Ha ! Je suis content, j'attendais le nouveau chapitre ! :)
J'aime bien le personnage du vieux prof, et j'aime bien la description que tu fais de sa maison. C'est comme ca je pense qu'on imagine l'intérieur de nos vieux prof "à l'ancienne" !
Il est perspicace le vieux Roberts, mais est ce qu'il ne s'implique pas un peu vite dans tout ce mer... bazar :) ? encore que ... c'est évidemment une situation intéressante pour un chercheur. (et peut être a-t-il des idées derrière la tête ? on le saura par la suite :) c'est un perso intéressant en tout cas)

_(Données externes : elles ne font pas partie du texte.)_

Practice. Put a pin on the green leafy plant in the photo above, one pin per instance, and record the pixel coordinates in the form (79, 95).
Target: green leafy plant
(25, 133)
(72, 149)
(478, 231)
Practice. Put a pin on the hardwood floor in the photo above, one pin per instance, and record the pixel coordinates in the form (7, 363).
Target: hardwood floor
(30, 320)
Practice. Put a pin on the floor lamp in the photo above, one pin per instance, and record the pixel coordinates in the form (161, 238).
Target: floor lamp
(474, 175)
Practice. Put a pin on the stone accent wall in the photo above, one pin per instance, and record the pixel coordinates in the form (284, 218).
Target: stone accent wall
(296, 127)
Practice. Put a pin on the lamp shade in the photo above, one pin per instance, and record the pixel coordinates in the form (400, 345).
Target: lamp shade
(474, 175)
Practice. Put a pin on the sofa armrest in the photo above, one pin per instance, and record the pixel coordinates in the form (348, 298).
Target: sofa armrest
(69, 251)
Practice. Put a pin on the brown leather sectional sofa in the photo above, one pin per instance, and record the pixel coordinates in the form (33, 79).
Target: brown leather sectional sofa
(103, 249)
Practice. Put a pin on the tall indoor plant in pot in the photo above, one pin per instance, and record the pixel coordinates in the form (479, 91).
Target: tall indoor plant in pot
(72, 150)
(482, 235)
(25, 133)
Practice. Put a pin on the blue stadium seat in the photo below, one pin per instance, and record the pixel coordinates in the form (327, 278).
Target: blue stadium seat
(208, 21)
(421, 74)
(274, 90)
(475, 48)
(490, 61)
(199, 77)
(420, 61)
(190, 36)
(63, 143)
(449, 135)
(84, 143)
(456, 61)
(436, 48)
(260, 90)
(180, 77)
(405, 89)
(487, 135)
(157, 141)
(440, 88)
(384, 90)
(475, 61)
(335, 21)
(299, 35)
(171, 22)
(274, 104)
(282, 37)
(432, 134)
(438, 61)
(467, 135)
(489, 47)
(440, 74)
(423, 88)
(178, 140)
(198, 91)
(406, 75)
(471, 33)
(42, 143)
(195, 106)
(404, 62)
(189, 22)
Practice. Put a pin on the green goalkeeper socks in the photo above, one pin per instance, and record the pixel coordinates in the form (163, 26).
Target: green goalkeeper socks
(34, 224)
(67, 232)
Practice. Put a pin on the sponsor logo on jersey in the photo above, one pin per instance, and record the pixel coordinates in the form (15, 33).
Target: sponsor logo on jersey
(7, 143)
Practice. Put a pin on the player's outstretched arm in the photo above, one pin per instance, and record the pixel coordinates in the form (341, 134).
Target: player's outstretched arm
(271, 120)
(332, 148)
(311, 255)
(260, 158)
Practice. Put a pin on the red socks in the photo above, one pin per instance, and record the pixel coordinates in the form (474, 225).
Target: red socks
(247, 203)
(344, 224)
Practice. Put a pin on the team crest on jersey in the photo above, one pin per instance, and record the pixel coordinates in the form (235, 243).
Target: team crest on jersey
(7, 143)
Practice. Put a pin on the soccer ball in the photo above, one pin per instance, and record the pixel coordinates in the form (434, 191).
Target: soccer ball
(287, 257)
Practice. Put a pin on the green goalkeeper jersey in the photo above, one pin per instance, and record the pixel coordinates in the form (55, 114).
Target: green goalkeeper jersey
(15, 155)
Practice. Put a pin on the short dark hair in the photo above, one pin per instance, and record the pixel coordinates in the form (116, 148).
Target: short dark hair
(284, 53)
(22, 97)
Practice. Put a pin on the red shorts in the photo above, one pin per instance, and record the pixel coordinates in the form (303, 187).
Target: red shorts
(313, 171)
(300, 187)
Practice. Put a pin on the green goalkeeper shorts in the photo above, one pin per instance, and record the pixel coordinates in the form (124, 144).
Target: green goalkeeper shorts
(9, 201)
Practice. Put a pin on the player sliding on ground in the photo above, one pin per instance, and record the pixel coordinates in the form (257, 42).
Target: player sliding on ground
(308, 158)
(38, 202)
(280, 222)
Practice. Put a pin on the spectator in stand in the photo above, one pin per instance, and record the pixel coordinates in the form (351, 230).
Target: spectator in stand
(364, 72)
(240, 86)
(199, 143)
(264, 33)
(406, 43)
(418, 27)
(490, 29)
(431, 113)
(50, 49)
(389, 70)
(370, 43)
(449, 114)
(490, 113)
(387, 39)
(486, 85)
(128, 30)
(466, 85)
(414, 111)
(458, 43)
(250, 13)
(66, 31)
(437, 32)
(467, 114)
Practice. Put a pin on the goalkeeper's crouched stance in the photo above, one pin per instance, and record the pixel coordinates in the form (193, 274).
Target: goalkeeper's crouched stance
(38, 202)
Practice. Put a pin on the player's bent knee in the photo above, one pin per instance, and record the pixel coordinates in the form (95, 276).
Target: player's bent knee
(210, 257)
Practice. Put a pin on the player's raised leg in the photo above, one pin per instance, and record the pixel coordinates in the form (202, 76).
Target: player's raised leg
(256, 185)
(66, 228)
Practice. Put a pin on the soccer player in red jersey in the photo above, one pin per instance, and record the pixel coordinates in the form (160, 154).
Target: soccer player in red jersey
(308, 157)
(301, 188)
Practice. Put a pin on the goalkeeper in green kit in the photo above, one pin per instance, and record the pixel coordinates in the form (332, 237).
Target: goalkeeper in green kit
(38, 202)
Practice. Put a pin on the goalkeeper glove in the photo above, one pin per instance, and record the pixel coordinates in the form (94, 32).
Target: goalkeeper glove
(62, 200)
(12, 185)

Sinon sur la forme, pas grand chose à dire, peut être la phrase suivante où il y a deux fois le verbe "emaner"

" Le reste n'est que de la déduction on-ne-peut plus basique, comment pourriez-vous être au courant de quelques chose n'émanant pas de Jeffrey ? J'ajouterai également que cette déduction en émane une autre "

Il manque un "de" dans la 2eme phrase non ?
on émane de quelque chose je crois
j'aurais dit : "de cette déduction en émane ..."
mais je peux me tromper !

Hâte de lire la suite en tout cas :)
A bientôt
Kara Warren
Posté le 07/10/2020
Roh, que d'etourderies... C'est à croire que je ne me relis pas...

C'est un peu cliché certes, mais disons que, comme c'est un anglais, je me suis imaginé un style très "noble" peut être même un peu trop.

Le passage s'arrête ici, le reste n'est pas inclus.